# Recently Approved and Future Testosterone Related Products



## Arnold (Mar 15, 2011)

*Recently Approved and Future Testosterone Related Products*
By Nelson Vergel
Author of ???Testosterone: A Man???s Guide???
Testosterone Wisdom


Underarm Spray:

In an attempt to reduce the risk of transference of testosterone to others, a company called Acrux  developed Axiron, a testosterone underarm product.  Axiron has been studied in 155 men in six countries and 26 sites. The product got approved last November (https://investor.lilly.com/releasedetail2.cfm?ReleaseID=532924 )

With this product men were permitted to use an underarm deodorant or antiperspirant during the trial. More than half of the men continued to apply an underarm deodorant or antiperspirant as part of their daily routine.  An analysis of these subgroups showed that this had no impact on the efficacy of Axiron treatment.

Two percent gel:

The same company that is hoping to launch Aveed (Nebido) in the United States, Endo Pharmaceuticals, recently got FDA approval for Fortesta(TM) (testosterone) 2% Gel for men diagnosed with low testosterone.  (Introducing FORTESTA(TM) )

Aveed (Nebido outside the United States)

There is a new long-acting product being reviewed by the FDA in the United States called Aveed (Nebido is the brand name worldwide) that contains testosterone undecanoate, which is injected at a dose of 1,000 mg in Europe (the FDA may not allow that large of a dose in one injection, though) and which produces sustained total testosterone levels above 400 nanograms/dl in four to five months.

This testosterone ester may stay longer in your system so that less frequent injections may be needed. The injection is usually given once every 10 to 14 weeks, though the frequency will depend on your individual testosterone levels. After your first injection you may be asked to come back for another injection at week six. The company claims that only five injections a year are needed.

In an open-label study which enrolled 130 hypogonadal men with blood total testosterone levels below 300 ng/dL at study entry, Aveed was dosed as an intramuscular injection (750 mg) at baseline, at week four, and then every 10 weeks throughout the remainder of the 21-month study. Approximately 70 percent of patients completed all injections and 94 percent of them had total testosterone from 300 to 1,000 nanograms/ml through the entire study.

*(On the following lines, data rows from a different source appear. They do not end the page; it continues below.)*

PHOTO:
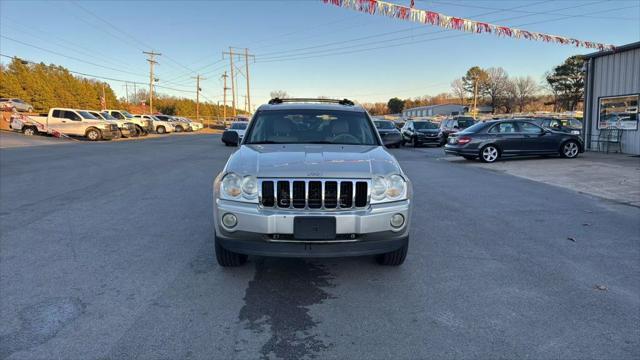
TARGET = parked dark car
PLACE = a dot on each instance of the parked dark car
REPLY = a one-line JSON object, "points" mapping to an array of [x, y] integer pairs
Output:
{"points": [[389, 134], [453, 125], [420, 132], [569, 126], [501, 138]]}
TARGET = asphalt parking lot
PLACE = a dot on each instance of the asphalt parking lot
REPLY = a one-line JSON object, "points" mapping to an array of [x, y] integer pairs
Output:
{"points": [[107, 252]]}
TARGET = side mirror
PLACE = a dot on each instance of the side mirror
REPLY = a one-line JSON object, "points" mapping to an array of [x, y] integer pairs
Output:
{"points": [[231, 137]]}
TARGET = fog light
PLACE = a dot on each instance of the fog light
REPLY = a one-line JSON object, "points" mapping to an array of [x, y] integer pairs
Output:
{"points": [[229, 220], [397, 220]]}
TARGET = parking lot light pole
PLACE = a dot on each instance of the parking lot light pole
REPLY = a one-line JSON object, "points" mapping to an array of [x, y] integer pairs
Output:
{"points": [[152, 62]]}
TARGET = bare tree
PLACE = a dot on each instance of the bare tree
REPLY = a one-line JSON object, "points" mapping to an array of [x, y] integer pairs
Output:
{"points": [[458, 90], [496, 86], [280, 94], [525, 89]]}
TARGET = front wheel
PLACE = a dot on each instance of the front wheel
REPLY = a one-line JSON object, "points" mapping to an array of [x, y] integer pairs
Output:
{"points": [[393, 258], [489, 154], [93, 134], [228, 258], [30, 131], [570, 149]]}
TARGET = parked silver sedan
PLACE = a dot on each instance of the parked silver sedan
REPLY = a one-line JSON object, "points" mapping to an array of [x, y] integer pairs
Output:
{"points": [[11, 104]]}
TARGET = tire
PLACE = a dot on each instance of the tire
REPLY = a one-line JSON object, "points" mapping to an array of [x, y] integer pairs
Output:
{"points": [[393, 258], [30, 130], [489, 154], [569, 149], [141, 131], [93, 134], [228, 258]]}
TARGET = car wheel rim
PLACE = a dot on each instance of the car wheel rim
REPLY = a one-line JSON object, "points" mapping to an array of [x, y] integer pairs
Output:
{"points": [[490, 154], [571, 149]]}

After  Nebido was approved in Europe a small number of European patients experienced respiratory symptoms immediately following an intramuscular injection of 1000 mg in a  4 cc injection volume, (versus the 750 mg, 3 cc injection volume used in the United States). The makers of Nebido believe, and the FDA concurs, that the reaction is likely the result of a small amount of the oily solution immediately entering the vascular system from the injection site.  This known yet uncommon complication of oil-based depot injections may be related to inappropriate injection technique or site.

The problem is characterized by short-term reactions involving an urge to cough or a shortness of breath. In some rare cases the reaction had been classified as serious or the patient had experienced other symptoms such as dizziness, flushing or fainting. In U.S. clinical trials of Nebido 750 mg (3 cc injection volume), the proposed dose in the U.S., there was a single, mild, non-serious case of oil-based coughing.

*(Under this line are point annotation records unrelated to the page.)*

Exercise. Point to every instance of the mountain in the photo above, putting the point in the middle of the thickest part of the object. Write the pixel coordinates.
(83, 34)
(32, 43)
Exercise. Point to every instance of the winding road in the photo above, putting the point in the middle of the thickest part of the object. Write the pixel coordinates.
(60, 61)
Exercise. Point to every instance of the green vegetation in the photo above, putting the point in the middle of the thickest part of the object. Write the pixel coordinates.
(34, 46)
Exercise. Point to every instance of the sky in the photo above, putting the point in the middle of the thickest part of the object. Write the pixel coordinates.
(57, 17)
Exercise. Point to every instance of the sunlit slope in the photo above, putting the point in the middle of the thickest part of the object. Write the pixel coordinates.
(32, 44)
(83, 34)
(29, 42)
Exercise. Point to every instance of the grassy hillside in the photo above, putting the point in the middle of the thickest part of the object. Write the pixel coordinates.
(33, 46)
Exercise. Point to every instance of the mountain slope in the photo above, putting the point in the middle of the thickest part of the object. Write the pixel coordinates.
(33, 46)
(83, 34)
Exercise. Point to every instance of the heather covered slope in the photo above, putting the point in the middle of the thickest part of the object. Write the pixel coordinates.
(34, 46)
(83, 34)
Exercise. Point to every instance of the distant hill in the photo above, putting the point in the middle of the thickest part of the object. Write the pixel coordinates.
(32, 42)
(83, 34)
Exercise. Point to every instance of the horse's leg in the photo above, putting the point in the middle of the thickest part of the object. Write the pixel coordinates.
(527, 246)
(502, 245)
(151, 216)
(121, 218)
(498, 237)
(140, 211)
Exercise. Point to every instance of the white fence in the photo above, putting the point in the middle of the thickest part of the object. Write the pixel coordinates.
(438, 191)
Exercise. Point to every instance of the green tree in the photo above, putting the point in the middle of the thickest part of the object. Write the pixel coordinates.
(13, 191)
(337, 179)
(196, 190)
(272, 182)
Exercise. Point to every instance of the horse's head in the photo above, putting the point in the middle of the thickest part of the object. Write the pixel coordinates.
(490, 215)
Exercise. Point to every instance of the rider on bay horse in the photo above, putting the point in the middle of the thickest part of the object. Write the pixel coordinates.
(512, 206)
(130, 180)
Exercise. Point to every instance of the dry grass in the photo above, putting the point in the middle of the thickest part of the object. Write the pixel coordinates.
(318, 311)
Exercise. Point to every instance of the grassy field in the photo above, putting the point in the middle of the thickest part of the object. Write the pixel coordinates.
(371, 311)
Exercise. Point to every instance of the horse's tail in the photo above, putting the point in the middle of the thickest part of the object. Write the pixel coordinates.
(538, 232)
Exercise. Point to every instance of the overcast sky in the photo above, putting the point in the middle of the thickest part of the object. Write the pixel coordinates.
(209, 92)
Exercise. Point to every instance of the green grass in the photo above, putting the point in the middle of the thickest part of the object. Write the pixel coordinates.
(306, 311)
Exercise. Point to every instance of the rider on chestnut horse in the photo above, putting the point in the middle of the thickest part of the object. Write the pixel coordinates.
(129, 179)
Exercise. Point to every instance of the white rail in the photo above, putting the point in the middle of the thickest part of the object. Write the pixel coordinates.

The U.S. manufacturer, Endo Pharmaceuticals, is gathering data to address concerns about the respiratory symptoms. It is not known how much longer it will take the get this product approved in the United States as of June 2010. And even if it gets approved, it may not be widely available for people to buy through private health insurance if the company decides to price it as high as gels.



Libigel (testosterone gel for women)

Results of Phase II

Treatment with LibiGel in BioSante???s Phase II clinical trial significantly increased satisfying sexual events in surgically menopausal women suffering from female sexual dysfunction (FSD). The Phase II trial results showed LibiGel significantly increased the number of satisfying sexual events by 238% versus baseline (p<0.0001); this increase also was significant versus placebo (p<0.05). In this study the effective dose of LibiGel produced testosterone blood levels within the normal range for pre-menopausal women and had a safety profile similar to that observed in the placebo group. In addition, no serious adverse events and no discontinuations due to adverse events occurred in any subject receiving LibiGel. The Phase II clinical trial was a double-blind, placebo-controlled trial, conducted in the United States.

Progress and Plans in Phase III

On January 24, 2008, the US FDA notified BioSante that it had completed and reached agreement with BioSante on a Special Protocol Assessment (SPA) for BioSante???s Phase III safety and efficacy clinical trials of LibiGel in the treatment of hypoactive sexual desire syndrome (HSDD).

Both Phase III safety and efficacy trials are underway and are double-blind, placebo-controlled trials that will enroll approximately 500 surgically menopausal women each for six-months of treatment.

The last issue beyond efficacy has been the question of safety of testosterone therapy in women, even though there are no data to indicate that low dose testosterone causes any serious adverse events in women. Therefore, in addition to the two Phase III safety and efficacy trials described above, BioSante is conducting one Phase III cardiovascular safety study of LibiGel. The safety study is a randomized, double-blind, placebo-controlled, multi-center, cardiovascular events driven study of between 2,400 and 3,100 women exposed to LibiGel or placebo for 12 months. At the end of 12 months BioSante intends to submit a LibiGel new drug application (NDA) for review and possible approval by FDA. BioSante will continue to follow the women enrolled in the safety study for an additional four years after the NDA submission and possible approval of LibiGel.

BioSante already fully enrolled the women in this multi-national cardiovascular-events-driven safety trial. Therefore, BioSante expects to be able to submit the LibiGel NDA for a potential approval and launch in 2011.( BioSante Pharmaceuticals - Products - LibiGel® )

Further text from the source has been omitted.